HotCarbon 2023
Workshop paper

Towards a Methodology and Framework for AI Sustainability Metrics

View publication


Recently, we are witnessing truly groundbreaking achievements using AI models, such as the much talked about generative large language models, the broader area of foundation models, and the wide range of applications with a tremendous potential to accelerate scientific discovery, and enhance productivity. AI models and their use are growing at a super-linear pace. Inference jobs are measured by the trillions, and model parameters by the billions. This scaling up comes with a tremendous environmental cost, associated with every aspect of models' life cycle: data preparation, pre-training, and post deployment re-training, inference, and, the embodied emission of the systems used to support the execution. There is an urgent need for the community to come together and conduct a meaningful conversation about the environmental cost of AI. To do that, we ought to develop an agreed upon set of metrics, methodology, and framework to quantify AI's sustainability cost in a holistic and complete fashion.
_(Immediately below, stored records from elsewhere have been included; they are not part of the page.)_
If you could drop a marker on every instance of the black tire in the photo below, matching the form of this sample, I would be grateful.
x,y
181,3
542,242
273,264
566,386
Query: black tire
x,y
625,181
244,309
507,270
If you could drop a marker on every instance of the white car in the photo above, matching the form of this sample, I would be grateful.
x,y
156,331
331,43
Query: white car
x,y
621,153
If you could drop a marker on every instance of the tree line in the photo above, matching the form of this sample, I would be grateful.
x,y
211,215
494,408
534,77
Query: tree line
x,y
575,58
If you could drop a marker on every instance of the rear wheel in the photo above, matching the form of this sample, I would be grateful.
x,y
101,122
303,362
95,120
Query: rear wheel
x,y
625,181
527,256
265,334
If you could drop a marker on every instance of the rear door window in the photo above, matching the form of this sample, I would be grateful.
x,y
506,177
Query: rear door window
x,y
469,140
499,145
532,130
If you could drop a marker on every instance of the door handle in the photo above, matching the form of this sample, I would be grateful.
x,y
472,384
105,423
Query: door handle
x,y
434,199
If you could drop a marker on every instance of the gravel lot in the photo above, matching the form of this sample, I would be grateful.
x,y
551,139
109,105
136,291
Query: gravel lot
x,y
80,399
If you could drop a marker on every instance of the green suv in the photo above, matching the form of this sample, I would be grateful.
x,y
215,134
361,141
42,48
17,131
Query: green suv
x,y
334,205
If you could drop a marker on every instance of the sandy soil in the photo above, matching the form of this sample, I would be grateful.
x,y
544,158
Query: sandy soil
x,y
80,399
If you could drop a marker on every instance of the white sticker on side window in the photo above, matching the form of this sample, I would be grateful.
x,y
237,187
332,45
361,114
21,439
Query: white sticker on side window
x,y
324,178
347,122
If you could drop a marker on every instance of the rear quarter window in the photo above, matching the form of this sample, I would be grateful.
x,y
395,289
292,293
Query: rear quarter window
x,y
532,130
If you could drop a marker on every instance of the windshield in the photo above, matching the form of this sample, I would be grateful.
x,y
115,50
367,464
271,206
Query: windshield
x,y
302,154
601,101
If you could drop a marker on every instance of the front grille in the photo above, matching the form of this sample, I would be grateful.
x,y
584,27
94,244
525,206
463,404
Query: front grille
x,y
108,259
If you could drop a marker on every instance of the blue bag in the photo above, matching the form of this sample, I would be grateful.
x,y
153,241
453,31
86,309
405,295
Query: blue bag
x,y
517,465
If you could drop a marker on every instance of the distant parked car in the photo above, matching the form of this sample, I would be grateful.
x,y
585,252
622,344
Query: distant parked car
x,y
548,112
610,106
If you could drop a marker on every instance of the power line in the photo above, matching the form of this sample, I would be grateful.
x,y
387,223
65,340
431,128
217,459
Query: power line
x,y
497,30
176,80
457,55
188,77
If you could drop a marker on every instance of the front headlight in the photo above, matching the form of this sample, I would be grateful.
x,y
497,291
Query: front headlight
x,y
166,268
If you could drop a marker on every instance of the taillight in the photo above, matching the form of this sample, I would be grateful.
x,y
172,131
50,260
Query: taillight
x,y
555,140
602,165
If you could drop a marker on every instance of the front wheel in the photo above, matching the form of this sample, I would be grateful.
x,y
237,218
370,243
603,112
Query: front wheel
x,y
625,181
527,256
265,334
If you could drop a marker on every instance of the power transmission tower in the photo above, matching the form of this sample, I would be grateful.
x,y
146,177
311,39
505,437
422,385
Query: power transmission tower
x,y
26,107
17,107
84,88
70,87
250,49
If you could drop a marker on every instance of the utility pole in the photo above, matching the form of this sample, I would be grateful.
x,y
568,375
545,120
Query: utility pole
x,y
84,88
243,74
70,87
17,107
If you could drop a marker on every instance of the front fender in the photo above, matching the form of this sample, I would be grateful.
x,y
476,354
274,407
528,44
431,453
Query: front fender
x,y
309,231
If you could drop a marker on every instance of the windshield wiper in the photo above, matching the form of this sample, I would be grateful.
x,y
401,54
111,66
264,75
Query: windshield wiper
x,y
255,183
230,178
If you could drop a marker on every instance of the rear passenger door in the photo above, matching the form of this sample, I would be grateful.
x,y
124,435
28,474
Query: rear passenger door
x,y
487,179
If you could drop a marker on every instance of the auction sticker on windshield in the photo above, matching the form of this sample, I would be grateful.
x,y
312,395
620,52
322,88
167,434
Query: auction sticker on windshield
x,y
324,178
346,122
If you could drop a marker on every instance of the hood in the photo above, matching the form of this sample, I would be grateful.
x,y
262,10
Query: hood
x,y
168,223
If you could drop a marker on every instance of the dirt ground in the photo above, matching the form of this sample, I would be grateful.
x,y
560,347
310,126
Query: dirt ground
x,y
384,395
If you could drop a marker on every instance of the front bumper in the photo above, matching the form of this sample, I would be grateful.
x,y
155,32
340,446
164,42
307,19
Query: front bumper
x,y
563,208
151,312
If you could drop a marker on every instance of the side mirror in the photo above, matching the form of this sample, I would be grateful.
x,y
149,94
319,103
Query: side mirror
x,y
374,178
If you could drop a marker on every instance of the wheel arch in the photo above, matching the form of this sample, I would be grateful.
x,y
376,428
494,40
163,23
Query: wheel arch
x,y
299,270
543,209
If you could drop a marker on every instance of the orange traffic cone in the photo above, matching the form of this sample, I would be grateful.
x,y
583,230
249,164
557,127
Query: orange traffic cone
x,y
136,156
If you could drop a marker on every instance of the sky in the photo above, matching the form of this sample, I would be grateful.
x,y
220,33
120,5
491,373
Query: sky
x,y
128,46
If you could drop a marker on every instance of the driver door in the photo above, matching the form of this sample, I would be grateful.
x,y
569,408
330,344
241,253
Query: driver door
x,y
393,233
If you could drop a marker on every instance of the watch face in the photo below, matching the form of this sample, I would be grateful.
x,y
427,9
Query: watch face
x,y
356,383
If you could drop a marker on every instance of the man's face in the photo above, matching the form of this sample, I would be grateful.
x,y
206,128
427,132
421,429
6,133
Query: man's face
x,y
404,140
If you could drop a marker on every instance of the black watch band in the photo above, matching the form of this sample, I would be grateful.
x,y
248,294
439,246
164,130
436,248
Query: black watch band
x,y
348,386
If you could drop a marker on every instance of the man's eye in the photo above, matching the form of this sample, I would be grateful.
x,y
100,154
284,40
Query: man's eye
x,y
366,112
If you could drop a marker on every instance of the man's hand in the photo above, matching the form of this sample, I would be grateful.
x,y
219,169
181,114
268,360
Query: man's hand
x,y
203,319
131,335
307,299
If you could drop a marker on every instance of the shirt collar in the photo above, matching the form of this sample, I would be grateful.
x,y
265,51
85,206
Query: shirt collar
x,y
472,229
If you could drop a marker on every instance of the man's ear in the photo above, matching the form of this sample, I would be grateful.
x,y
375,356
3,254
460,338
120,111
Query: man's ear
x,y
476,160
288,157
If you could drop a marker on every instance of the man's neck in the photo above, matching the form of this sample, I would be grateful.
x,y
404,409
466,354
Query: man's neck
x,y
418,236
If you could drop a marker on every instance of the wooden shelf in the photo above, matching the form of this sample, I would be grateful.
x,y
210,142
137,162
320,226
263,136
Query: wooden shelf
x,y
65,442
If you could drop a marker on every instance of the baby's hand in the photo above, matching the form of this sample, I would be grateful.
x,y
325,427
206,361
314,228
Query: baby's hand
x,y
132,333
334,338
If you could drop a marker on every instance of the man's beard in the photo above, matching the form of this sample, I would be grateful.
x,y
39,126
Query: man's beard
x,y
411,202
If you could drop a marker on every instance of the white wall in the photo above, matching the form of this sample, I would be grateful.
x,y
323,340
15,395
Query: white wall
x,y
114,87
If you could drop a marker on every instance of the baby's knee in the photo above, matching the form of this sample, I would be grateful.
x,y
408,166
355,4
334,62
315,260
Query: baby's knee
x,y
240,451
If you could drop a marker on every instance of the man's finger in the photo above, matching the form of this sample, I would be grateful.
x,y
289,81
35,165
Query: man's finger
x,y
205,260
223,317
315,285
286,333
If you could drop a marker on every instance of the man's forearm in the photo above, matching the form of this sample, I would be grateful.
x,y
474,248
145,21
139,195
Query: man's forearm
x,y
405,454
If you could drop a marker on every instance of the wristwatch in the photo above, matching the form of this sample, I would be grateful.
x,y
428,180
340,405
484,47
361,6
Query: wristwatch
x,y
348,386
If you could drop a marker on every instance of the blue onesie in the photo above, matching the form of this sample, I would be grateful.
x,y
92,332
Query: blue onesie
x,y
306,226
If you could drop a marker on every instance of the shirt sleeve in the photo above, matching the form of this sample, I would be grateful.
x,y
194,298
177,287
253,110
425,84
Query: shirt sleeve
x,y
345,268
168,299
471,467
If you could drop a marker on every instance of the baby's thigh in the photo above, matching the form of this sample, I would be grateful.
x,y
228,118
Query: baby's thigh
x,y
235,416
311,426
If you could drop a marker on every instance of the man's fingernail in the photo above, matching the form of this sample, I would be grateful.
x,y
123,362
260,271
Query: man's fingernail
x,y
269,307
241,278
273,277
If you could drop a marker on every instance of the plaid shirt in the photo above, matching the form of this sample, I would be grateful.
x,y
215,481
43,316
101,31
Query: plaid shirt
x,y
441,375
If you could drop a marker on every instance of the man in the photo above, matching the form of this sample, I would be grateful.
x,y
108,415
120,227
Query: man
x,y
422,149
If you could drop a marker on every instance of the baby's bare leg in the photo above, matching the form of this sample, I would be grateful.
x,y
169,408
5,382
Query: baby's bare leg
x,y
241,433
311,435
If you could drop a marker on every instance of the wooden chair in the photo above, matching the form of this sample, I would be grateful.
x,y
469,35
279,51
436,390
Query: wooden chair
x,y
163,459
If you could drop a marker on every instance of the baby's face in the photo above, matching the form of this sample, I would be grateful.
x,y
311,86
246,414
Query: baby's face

In this paper, we propose unified AI Sustainability metrics that can help foster a sustainability mind-set and enable analysis, and strategy setting. To do that, we build on and extend the data center sustainability metrics, defined in [19], by introducing (for the first time to our knowledge) the concept of embodied product emission (EPC) to capture the creation cost of software assets, such as software platforms, models, and data-sets. We then use this new concept to expand the job sustainability cost metrics (JCS and ASC) offered in [19] to factor in the context of the execution of jobs, such as a platform as-a-service, or a model serving inference jobs. The result is applicable to any data center job, not just for AI, and contributes towards accuracy and completeness. We then show how to apply this approach to AI, with a particular focus on the entire life cycle, including all phases of the life cycle, as well as the provenance of models, where one model is used (distilled) to create another one. We demonstrate how the metric can be used to inform a more meaningful debate about AI strategies and cost. Te novelty of the approach is that it can be used to reason about strategies and trade-offs across the life cycle and 'supply-chain' of models.